La couverture santé reste le point sensible. Le système public marocain ne couvre pas les soins au même niveau que la Sécurité sociale française. La plupart des retraités expatriés souscrivent une mutuelle internationale ou une assurance privée locale, dont le coût augmente avec l’âge.
L’obtention d’un certificat de vie annuel, nécessaire pour continuer à percevoir sa retraite française depuis le Maroc, suppose des démarches auprès du consulat ou des autorités locales. Des retards dans ce certificat peuvent suspendre temporairement le versement de la pension, un risque concret signalé par plusieurs sources administratives.
Investissement locatif ou résidence principale : deux logiques distinctes à Marrakech
Certains retraités envisagent d’acheter un appartement à Marrakech pour y vivre six mois par an et le louer le reste du temps. Ce scénario hybride pose des questions spécifiques.
La gestion locative à distance nécessite un mandataire local fiable. Les plateformes de location courte durée fonctionnent bien à Marrakech grâce au flux touristique, mais les revenus locatifs sont soumis à l’impôt marocain et doivent être déclarés en France au titre de la convention fiscale bilatérale.
En revanche, occuper le bien à titre de résidence principale simplifie la situation fiscale et administrative. Le statut de résident fiscal marocain ouvre droit aux abattements sur pension décrits plus haut, tandis qu’un usage mixte peut compliquer la qualification de résidence habituelle.

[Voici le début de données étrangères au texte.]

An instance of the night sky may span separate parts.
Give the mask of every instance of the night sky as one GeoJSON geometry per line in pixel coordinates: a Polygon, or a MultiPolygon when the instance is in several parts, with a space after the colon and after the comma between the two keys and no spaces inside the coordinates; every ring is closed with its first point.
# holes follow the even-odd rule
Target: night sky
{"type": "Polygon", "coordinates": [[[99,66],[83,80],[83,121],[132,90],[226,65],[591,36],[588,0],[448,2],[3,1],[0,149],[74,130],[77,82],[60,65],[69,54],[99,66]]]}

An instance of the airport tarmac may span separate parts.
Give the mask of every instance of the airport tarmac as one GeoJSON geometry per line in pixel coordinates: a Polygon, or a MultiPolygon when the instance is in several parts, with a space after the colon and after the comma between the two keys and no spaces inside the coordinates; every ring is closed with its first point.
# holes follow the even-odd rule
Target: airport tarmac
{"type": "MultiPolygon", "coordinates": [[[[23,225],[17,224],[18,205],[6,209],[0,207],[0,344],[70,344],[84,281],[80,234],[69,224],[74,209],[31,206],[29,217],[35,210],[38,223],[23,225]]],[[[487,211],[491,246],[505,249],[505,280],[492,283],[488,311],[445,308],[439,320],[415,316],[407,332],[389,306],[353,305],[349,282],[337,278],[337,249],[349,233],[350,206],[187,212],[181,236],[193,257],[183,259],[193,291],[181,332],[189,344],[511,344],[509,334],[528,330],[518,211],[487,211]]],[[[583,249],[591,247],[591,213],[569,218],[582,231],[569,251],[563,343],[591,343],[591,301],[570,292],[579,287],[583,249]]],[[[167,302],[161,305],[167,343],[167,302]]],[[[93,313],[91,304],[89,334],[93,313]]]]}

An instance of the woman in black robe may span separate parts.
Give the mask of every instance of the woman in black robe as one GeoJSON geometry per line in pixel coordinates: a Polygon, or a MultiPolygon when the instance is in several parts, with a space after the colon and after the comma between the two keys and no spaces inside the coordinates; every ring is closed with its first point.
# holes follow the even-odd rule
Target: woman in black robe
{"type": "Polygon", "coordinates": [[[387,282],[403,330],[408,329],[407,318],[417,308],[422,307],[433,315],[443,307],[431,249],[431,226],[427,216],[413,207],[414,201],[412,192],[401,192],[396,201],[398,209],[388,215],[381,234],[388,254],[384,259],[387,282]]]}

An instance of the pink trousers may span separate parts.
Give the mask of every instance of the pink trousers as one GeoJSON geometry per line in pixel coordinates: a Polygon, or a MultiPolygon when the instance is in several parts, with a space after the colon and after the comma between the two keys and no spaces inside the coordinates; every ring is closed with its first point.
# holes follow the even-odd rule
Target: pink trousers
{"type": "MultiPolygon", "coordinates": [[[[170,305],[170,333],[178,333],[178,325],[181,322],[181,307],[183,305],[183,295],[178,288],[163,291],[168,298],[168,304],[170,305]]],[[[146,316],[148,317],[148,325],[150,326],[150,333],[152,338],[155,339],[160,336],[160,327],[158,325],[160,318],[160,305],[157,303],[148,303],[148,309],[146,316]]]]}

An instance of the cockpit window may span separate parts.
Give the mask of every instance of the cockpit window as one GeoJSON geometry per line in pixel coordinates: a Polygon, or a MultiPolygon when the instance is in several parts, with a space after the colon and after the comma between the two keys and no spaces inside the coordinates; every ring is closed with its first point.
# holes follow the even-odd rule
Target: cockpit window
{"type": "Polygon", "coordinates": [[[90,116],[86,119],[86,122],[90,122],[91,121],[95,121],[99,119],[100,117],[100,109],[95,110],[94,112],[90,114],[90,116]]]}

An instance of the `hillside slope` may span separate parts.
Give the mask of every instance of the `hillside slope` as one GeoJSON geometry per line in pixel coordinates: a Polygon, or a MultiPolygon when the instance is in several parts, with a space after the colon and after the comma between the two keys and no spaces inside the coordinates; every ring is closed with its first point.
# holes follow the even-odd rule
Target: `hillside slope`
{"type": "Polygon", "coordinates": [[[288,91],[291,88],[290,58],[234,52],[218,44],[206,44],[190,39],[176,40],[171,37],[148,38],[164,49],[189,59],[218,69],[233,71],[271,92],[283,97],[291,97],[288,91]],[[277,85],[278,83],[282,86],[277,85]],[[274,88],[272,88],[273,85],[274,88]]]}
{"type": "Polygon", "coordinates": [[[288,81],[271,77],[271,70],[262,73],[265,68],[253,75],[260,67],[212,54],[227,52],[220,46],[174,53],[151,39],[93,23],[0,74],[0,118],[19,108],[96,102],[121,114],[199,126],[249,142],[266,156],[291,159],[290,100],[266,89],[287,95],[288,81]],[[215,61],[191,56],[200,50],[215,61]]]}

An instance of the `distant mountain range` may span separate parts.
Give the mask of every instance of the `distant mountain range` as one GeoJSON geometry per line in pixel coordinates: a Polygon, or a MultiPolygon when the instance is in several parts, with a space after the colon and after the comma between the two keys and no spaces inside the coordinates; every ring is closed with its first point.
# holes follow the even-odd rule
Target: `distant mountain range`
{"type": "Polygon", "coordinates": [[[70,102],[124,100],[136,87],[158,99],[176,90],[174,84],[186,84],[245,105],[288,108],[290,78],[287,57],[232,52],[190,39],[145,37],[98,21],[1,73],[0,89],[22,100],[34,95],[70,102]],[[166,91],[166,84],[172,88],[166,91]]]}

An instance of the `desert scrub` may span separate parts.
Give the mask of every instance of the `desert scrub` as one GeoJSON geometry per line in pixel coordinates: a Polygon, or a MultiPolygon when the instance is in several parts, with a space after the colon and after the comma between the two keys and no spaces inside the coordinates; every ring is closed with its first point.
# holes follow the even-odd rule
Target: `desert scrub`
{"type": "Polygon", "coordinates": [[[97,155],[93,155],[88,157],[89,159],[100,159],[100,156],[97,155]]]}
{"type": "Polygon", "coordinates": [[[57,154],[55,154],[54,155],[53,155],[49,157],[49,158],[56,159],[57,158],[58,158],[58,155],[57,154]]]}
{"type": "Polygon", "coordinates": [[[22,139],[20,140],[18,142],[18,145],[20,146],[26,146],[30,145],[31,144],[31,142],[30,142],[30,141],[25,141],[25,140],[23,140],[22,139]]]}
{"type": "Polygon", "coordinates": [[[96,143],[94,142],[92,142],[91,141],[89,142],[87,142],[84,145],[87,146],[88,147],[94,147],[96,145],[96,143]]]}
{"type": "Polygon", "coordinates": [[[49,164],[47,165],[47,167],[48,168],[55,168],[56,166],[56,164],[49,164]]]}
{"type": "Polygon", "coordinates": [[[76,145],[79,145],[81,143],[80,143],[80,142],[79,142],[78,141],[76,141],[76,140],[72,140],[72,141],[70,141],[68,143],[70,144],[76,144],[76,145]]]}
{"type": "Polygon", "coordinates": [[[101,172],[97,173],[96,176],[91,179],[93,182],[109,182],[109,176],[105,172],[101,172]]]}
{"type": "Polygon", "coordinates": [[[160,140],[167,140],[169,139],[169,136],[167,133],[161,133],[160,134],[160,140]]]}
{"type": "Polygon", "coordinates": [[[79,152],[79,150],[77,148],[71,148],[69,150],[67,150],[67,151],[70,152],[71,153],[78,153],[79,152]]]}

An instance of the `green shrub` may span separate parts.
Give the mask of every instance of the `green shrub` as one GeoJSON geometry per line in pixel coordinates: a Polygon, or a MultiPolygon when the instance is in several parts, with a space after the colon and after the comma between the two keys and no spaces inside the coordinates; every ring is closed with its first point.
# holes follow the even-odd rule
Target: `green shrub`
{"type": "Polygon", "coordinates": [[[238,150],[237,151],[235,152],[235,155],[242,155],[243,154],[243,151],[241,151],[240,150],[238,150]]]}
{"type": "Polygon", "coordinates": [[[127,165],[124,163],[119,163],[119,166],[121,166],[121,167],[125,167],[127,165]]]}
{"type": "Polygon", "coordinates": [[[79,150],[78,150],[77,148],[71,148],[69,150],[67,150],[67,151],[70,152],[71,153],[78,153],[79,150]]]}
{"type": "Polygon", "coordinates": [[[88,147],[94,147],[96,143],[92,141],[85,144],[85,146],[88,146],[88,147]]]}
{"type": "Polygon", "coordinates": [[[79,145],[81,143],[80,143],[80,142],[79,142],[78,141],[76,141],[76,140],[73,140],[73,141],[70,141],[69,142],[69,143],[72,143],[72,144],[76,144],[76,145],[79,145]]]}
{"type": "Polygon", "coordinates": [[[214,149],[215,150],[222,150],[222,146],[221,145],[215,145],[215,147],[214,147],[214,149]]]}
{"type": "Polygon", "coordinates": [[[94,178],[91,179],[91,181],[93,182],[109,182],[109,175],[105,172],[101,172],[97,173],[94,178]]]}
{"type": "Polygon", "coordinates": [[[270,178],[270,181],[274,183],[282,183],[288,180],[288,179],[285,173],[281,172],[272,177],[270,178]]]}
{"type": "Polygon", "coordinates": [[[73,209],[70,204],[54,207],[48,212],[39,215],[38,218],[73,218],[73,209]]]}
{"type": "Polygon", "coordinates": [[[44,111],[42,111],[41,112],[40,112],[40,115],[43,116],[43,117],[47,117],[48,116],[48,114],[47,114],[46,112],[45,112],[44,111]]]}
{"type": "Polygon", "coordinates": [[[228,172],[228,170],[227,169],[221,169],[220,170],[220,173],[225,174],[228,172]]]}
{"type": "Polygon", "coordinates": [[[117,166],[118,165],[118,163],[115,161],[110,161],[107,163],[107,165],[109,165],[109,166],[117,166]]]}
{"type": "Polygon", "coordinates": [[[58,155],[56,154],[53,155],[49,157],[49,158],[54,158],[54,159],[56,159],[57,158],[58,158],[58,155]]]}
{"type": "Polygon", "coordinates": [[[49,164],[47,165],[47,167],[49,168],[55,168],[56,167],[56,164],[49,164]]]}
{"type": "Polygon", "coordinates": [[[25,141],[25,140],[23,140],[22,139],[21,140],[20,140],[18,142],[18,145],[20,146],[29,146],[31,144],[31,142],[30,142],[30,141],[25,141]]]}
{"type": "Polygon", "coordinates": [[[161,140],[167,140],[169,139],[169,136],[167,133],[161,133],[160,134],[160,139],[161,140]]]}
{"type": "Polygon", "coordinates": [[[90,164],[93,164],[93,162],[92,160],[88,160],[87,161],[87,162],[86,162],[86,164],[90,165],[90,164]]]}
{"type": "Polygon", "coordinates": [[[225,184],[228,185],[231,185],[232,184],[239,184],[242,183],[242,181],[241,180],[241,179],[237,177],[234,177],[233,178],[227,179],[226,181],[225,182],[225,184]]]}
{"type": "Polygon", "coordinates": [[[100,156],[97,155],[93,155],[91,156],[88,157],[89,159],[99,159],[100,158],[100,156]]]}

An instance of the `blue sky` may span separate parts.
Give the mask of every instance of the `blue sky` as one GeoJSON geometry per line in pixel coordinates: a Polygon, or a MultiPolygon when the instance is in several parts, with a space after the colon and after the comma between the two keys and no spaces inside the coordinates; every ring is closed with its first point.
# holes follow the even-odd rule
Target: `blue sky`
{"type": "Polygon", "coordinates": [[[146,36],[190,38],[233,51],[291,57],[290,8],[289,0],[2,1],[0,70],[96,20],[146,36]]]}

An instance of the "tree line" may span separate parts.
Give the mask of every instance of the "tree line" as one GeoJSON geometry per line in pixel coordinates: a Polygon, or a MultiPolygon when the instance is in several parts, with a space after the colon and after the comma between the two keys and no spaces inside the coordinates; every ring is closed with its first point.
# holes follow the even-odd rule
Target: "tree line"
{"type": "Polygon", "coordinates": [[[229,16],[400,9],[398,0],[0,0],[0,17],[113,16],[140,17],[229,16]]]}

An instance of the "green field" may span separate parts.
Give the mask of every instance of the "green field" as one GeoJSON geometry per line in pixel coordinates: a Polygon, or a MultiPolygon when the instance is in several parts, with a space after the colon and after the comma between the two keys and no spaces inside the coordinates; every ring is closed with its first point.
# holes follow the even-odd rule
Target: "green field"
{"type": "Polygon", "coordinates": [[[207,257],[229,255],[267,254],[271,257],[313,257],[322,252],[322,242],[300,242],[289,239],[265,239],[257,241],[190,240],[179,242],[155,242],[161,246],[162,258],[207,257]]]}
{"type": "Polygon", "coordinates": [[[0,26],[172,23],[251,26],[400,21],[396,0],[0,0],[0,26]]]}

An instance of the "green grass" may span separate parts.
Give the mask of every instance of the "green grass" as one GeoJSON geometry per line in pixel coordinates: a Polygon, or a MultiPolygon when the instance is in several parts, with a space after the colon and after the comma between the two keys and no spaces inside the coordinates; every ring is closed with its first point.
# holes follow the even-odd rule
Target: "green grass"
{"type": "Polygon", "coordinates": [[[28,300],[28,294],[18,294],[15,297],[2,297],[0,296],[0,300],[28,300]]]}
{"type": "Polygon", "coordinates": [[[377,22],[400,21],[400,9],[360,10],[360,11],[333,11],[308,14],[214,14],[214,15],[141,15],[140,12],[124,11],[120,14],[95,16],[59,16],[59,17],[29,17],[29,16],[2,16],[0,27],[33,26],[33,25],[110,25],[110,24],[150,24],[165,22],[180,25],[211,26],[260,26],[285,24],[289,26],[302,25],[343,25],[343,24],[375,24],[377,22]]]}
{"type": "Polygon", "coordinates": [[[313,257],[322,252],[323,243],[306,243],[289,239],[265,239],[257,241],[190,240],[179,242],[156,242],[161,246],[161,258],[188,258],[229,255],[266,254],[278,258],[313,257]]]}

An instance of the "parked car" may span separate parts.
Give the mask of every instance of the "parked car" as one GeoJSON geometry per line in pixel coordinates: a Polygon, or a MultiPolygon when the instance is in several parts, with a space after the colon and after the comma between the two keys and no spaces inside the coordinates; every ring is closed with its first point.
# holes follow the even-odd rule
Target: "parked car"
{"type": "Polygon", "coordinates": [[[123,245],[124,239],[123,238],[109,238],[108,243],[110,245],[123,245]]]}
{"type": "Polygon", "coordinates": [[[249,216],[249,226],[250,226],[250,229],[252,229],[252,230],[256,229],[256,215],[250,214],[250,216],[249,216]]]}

Un projet d’achat d’appartement à Marrakech pour la retraite se prépare autant sur le plan notarial et bancaire que sur le choix du quartier. La convention fiscale franco-marocaine évite la double imposition, mais elle ne dispense pas de vérifier chaque mécanisme avec un conseiller fiscal familier des deux juridictions. Le cadre évolue, comme le montre la réforme des pensions marocaines prévue pour 2026, et ce qui est vrai aujourd’hui peut changer dans les années qui viennent.